Muniz and Silva made their debuts, while Cardozo, Lopez and Raineli had to settle for being spectators behind the goal. Somehow Lopez got into an altercation with Canterbury goalkeeper Angelo Dimopoulos, and all hell broke loose. Hundreds of fans poured onto the field, the Hakoah players rushed for the sanctuary of the dressing room, and eventually the match was abandoned as the fire brigade was called to disperse the crowd with high-pressure hoses.

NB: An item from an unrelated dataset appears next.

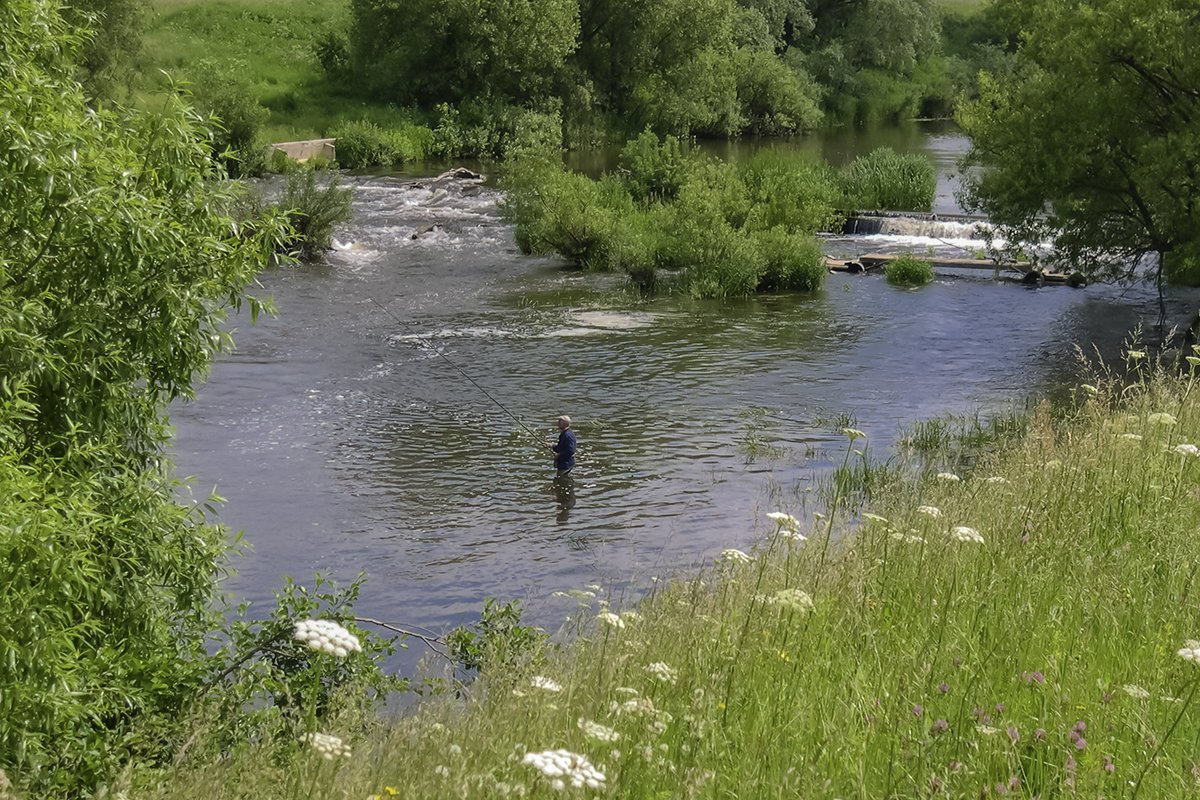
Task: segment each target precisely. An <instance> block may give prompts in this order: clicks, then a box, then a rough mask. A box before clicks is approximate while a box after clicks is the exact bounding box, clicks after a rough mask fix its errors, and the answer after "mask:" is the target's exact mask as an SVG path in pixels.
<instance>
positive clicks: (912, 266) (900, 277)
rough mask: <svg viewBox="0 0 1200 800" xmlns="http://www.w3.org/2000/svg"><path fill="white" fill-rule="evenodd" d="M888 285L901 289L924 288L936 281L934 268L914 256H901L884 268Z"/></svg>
mask: <svg viewBox="0 0 1200 800" xmlns="http://www.w3.org/2000/svg"><path fill="white" fill-rule="evenodd" d="M883 273H884V275H886V276H887V278H888V283H892V284H894V285H899V287H923V285H925V284H926V283H929V282H930V281H932V279H934V266H932V264H930V263H929V261H926V260H923V259H919V258H917V257H916V255H912V254H905V255H900V257H899V258H894V259H892V260H890V261H888V264H887V266H884V267H883Z"/></svg>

Yet from that inauspicious beginning, Muniz and Silva would go on to become Hakoah favourites, while Cardozo, Lopez and Raineli would return to Brazil prematurely. Muniz, of course, went one better – making his debut for his adopted country in 1975 – going on to win 20 caps for the Socceroos. There were spells with Adelaide City, a brief stint with Greek giants Panathinaikos (“I got out of there when there was an earth tremor”) and an aborted move to Sydney Olympic, but Sydney City (Hakoah) is the club which remains closest to his heart.

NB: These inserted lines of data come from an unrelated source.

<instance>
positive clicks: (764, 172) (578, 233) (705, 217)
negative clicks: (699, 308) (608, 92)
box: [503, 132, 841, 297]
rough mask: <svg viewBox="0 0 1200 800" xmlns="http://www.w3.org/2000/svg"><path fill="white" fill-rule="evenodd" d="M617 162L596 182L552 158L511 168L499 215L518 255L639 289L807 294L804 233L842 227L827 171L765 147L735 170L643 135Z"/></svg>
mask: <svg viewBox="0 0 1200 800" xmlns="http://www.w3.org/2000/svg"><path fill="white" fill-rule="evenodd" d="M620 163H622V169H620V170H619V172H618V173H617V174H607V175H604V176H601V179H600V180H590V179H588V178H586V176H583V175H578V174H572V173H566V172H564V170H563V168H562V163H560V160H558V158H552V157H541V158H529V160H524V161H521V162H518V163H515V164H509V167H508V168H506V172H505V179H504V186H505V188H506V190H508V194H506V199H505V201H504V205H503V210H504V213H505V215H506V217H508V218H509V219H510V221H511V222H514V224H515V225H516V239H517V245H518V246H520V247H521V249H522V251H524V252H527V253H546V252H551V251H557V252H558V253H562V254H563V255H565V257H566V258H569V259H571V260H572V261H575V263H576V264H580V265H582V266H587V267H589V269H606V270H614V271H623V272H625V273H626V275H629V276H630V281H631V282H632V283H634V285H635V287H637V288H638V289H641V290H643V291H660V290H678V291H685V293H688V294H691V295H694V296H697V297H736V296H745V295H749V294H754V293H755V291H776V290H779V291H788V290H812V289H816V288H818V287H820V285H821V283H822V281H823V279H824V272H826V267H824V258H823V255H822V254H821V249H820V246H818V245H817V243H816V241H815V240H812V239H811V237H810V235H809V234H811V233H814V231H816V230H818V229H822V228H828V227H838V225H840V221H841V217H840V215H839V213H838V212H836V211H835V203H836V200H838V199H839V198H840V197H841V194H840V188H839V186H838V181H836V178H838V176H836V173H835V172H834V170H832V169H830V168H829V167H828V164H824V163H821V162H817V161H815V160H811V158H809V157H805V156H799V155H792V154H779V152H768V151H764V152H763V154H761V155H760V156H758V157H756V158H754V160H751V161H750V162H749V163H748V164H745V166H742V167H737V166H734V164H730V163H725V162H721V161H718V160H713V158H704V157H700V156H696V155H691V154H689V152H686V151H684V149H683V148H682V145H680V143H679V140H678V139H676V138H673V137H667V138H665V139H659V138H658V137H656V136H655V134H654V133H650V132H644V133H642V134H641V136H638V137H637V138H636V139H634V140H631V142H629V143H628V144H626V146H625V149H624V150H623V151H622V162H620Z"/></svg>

The arrival of Muniz, and Silva, could – and should – have been the start of something profound for football here, particularly as they were followed by the likes of Luis de Melo, Mozer and Nelio Borges. But for whatever reason, the chance to foster closer ties with Brazil has been squandered. Perhaps it was suspicion, perhaps it was ignorance, perhaps it was laziness. Either way, to this day, these pioneers have been under-utilised, and through them a priceless opportunity has been ignored.

Muniz, de Melo and Borges are still there occasionally at ‘pelada’, enjoying the churrasco and the cerveza, infusing the younger generations of Brazilian visitors – many of them students – with a love, and a respect, for Australia.

For Muniz, Socceroos cap no.242 remains his prized possession, while his eyes mist when he recalls the day he got his Australian citizenship at North Bondi RSL. And yet more than 40 years after he arrived, he remains in the shadows of our game. Hopefully the World Cup will bring ‘Agi’, and all that he stands for, into the light.